The research, set to be published in the October issue of the quarterly Journal of the Association for Consumer Research out of the University of Chicago, could have implications for merchants.

Some businesses have opted to go cashless amid the rise of digital payment methods, while other merchants frustrated with rising credit card interchange fees are prizing cash payments.  

The research results show that it’s possible that removing a payment method could hurt or help a merchant, depending on what’s being sold, Bechler acknowledged. For instance, it could point to the importance of a donut shop accepting cash, for consumers who feel guilty about such purchases, or a salad restaurant taking card payments, to be reminded of a healthy choice.

“Matching the payment method that your consumers want to use for your product, and making sure that you accept that payment method, could become even more important,” Bechler said.

It stands to reason that the more payment methods merchants offer, the more sales they’ll have, he pointed out.

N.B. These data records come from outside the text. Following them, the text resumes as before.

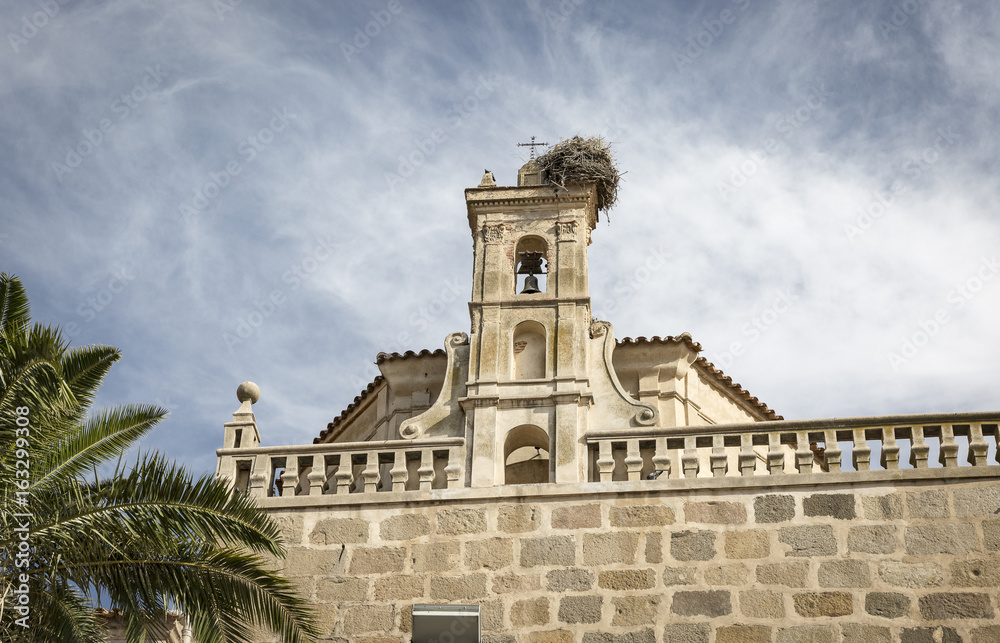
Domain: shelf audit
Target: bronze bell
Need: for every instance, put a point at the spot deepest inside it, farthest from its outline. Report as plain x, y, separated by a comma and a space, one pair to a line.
530, 285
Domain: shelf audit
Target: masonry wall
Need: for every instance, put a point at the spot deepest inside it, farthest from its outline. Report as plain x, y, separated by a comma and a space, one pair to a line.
916, 562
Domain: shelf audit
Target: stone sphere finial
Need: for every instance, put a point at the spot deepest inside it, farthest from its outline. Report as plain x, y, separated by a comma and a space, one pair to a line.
248, 391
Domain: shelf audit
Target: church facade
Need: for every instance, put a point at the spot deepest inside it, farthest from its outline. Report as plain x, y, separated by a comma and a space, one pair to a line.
568, 486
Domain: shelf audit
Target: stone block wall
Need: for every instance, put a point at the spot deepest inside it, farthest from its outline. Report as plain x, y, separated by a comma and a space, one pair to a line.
910, 562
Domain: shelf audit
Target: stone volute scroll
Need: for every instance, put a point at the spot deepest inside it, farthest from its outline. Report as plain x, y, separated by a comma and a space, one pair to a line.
445, 417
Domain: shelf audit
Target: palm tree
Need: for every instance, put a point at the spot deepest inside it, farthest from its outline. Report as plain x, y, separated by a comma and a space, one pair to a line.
148, 538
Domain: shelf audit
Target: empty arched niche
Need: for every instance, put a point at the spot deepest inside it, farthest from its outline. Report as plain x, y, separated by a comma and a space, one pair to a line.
526, 455
530, 255
528, 351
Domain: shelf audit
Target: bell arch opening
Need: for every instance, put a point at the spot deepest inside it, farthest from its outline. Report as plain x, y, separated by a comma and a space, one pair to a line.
526, 455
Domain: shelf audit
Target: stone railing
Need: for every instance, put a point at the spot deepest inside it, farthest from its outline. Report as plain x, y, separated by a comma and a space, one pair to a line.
865, 444
349, 467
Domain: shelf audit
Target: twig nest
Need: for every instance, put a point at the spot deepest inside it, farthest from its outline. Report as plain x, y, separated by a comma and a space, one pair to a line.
583, 160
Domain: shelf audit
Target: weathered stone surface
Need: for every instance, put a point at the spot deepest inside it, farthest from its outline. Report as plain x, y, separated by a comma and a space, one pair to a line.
301, 561
939, 607
702, 603
518, 519
577, 517
338, 531
377, 560
727, 575
761, 604
769, 509
872, 539
975, 573
569, 580
743, 634
405, 527
461, 521
887, 604
454, 588
928, 504
654, 547
635, 610
338, 589
844, 573
980, 501
988, 634
716, 513
813, 540
554, 636
435, 557
627, 579
692, 545
641, 516
678, 576
834, 505
610, 548
367, 618
399, 588
815, 604
806, 634
922, 540
755, 543
507, 583
911, 575
549, 550
493, 553
791, 574
532, 611
686, 633
855, 633
580, 609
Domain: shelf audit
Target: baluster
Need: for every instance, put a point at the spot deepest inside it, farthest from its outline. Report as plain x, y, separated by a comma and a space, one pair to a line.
890, 450
689, 460
453, 471
861, 453
426, 470
345, 474
661, 459
717, 460
316, 476
948, 457
775, 454
803, 454
919, 449
370, 475
748, 458
978, 447
605, 461
398, 472
832, 453
633, 460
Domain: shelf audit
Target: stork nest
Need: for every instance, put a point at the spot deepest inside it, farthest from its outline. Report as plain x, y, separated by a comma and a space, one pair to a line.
580, 160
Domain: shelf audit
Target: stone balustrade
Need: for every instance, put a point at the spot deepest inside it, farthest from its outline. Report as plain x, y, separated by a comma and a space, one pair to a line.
866, 444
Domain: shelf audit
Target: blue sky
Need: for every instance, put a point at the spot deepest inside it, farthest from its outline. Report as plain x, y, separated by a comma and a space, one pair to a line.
234, 191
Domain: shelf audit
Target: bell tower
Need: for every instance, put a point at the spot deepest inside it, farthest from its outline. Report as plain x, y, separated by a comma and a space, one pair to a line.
528, 389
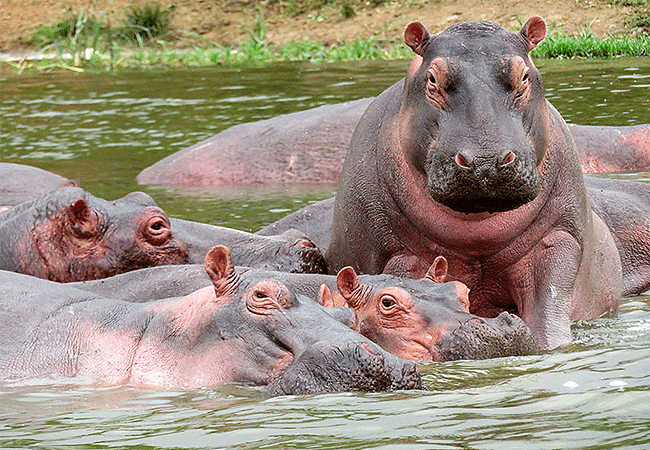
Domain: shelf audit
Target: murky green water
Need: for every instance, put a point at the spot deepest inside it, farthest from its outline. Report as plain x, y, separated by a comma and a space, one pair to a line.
101, 130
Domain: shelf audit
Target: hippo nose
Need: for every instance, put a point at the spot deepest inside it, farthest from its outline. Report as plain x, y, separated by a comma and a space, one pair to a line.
484, 167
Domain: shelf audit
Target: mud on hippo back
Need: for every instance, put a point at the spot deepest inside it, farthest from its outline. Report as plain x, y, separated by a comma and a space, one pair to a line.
235, 330
466, 159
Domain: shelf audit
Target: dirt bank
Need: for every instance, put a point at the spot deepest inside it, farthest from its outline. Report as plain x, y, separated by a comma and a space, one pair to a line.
229, 22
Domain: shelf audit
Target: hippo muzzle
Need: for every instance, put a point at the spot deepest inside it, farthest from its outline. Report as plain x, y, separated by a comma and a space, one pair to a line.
484, 183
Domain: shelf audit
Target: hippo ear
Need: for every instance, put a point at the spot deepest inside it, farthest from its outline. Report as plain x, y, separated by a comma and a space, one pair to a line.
438, 270
218, 266
534, 31
416, 36
326, 298
82, 218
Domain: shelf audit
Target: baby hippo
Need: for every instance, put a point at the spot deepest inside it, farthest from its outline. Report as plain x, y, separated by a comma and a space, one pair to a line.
253, 331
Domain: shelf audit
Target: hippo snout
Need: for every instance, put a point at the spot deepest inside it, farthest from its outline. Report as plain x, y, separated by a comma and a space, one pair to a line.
482, 338
354, 366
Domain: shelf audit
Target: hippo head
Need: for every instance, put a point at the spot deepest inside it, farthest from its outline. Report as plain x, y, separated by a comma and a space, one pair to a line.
427, 319
474, 119
70, 235
262, 333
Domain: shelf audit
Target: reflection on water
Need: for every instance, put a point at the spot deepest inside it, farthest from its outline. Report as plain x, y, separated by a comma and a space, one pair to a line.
102, 129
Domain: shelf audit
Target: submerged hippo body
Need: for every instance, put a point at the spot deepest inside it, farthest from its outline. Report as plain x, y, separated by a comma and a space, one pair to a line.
20, 183
413, 319
625, 207
466, 159
236, 330
310, 147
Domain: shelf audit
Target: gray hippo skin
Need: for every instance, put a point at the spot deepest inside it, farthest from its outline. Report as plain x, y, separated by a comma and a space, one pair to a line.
236, 330
69, 235
425, 319
310, 146
466, 159
289, 251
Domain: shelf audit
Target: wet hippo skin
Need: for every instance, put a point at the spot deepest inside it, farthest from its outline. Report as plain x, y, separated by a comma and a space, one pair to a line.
236, 330
466, 159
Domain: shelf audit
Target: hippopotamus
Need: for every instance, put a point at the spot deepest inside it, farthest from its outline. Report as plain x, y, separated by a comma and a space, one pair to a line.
466, 159
69, 235
288, 251
424, 319
310, 146
14, 189
625, 207
254, 331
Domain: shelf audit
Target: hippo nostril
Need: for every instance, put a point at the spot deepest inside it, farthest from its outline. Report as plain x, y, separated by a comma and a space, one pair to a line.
508, 159
462, 161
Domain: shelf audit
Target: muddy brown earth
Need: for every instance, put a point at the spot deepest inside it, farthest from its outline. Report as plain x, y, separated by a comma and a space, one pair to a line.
230, 22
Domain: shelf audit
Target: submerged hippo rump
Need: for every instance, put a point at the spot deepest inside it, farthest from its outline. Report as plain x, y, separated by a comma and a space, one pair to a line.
466, 159
423, 320
236, 330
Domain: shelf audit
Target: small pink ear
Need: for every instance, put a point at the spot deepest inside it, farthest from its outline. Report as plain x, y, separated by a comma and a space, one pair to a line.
438, 270
534, 31
218, 266
346, 282
416, 36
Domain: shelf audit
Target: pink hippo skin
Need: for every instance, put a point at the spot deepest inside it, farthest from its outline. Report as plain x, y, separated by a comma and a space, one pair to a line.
466, 159
424, 319
236, 330
69, 235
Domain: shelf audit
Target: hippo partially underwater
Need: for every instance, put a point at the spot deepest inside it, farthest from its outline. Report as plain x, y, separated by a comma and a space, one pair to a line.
67, 234
254, 331
466, 159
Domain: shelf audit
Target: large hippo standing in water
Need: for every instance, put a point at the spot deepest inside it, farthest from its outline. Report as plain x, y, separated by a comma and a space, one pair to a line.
70, 235
236, 330
466, 159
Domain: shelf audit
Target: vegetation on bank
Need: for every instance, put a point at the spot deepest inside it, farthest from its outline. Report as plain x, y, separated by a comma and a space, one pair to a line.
83, 41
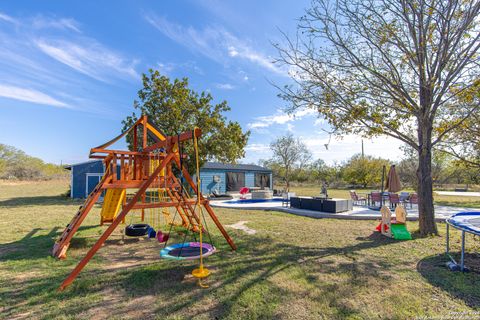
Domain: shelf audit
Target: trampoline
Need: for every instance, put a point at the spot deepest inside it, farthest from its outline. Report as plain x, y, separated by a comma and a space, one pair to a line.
465, 222
187, 251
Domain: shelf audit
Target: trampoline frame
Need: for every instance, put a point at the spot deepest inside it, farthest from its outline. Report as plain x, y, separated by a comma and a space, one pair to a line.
165, 252
449, 222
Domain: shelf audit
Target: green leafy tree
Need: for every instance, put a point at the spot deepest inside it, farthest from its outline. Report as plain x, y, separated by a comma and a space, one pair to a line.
394, 68
364, 170
174, 108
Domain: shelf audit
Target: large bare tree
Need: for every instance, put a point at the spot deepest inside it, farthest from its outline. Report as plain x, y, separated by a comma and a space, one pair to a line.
289, 153
388, 67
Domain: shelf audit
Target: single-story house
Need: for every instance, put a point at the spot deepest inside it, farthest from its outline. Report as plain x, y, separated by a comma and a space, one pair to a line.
232, 177
214, 176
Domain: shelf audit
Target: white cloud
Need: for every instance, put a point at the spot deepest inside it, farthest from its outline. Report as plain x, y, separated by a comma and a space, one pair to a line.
88, 57
225, 86
41, 22
280, 117
214, 42
7, 18
255, 147
30, 95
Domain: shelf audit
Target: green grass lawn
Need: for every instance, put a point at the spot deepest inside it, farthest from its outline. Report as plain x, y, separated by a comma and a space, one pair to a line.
457, 201
293, 268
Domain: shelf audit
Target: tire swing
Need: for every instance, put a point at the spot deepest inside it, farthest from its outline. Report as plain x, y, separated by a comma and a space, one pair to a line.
192, 250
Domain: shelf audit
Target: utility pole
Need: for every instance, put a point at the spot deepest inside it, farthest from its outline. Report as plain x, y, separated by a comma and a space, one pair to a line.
363, 155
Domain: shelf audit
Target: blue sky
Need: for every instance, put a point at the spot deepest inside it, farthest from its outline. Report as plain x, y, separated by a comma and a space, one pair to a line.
69, 71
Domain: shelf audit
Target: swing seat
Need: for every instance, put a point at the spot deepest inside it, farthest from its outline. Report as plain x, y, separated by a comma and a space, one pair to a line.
137, 230
187, 251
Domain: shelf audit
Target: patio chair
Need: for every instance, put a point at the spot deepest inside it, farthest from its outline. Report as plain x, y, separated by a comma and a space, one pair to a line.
376, 197
286, 198
394, 199
413, 199
356, 199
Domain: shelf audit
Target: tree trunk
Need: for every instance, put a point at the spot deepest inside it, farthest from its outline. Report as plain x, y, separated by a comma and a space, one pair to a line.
426, 211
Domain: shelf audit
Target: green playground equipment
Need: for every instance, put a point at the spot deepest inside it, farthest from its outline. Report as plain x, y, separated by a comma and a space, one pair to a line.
394, 228
400, 232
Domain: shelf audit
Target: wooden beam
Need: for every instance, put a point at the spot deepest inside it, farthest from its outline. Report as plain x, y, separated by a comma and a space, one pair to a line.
220, 227
114, 224
135, 153
171, 140
147, 205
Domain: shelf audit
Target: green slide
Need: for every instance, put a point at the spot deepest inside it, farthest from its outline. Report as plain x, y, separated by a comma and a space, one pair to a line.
400, 232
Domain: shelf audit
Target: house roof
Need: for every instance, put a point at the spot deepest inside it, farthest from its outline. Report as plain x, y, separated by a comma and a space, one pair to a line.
69, 167
227, 166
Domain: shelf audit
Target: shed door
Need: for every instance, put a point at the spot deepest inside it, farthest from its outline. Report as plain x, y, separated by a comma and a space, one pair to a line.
262, 180
235, 181
92, 181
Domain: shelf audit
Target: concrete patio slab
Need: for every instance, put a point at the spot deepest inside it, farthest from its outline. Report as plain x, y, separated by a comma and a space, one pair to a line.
358, 212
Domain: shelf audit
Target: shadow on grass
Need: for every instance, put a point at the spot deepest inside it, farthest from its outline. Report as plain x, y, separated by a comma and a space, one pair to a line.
39, 201
256, 263
34, 245
460, 285
240, 279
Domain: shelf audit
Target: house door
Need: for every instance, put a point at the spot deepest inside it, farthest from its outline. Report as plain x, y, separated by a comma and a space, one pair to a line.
235, 181
262, 180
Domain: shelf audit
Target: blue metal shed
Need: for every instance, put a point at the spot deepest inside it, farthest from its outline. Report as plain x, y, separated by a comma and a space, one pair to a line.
232, 177
84, 177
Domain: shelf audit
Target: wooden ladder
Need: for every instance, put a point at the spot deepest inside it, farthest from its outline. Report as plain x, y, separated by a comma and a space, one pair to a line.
61, 245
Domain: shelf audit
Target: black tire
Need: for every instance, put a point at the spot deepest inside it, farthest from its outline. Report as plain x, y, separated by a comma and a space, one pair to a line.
136, 230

“People are generally happier when they’re permitted to pay the way that they want to pay,” Bechler said. Researchers didn’t measure consumer satisfaction in this study, but Bechler said the research sets the stage for that component to be examined next.

At the same time, these effects — like many psychological effects — are relatively small, Bechler noted. In many cases, “if you really like a taco place, or you really like some bar that only accepts card or vice versa, those preferences for that restaurant are probably going to outweigh the payment method that they accept,” he said.

Bechler said it will be interesting to see how payments change in industries such as gambling or betting, as broader digitization continues, but cash use could persist due to the reasons the research identified. 

Although credit cards were the most used payment method last year, according to the latest findings from the Federal Reserve’s Diary of Consumer Payment Choice, that research also indicates cash demand remains stable, and most consumers don’t expect to stop using it in the future. 

Cash use has fallen, though, making up 18% of all payments last year, compared to 26% in 2019. If cash use continues to decline, the behaviors researchers discovered could shift to other payment methods, Bechler speculated. 

Consumers with multiple credit cards might use them in different ways, tracking spending closely on one and less so on another, he said. Cryptocurrencies or other burgeoning payment methods might be used for harder to justify purchases, he added.

“All these different payment methods could differ in their trackability — how many alerts they send you after you make a purchase — and that also could affect what sort of purchases you use the payment method for,” Bechler said.

The study’s co-authors were Szu-chi Huang, an associate professor of marketing at Stanford University, and Joshua I. Morris, a data science manager at Nike.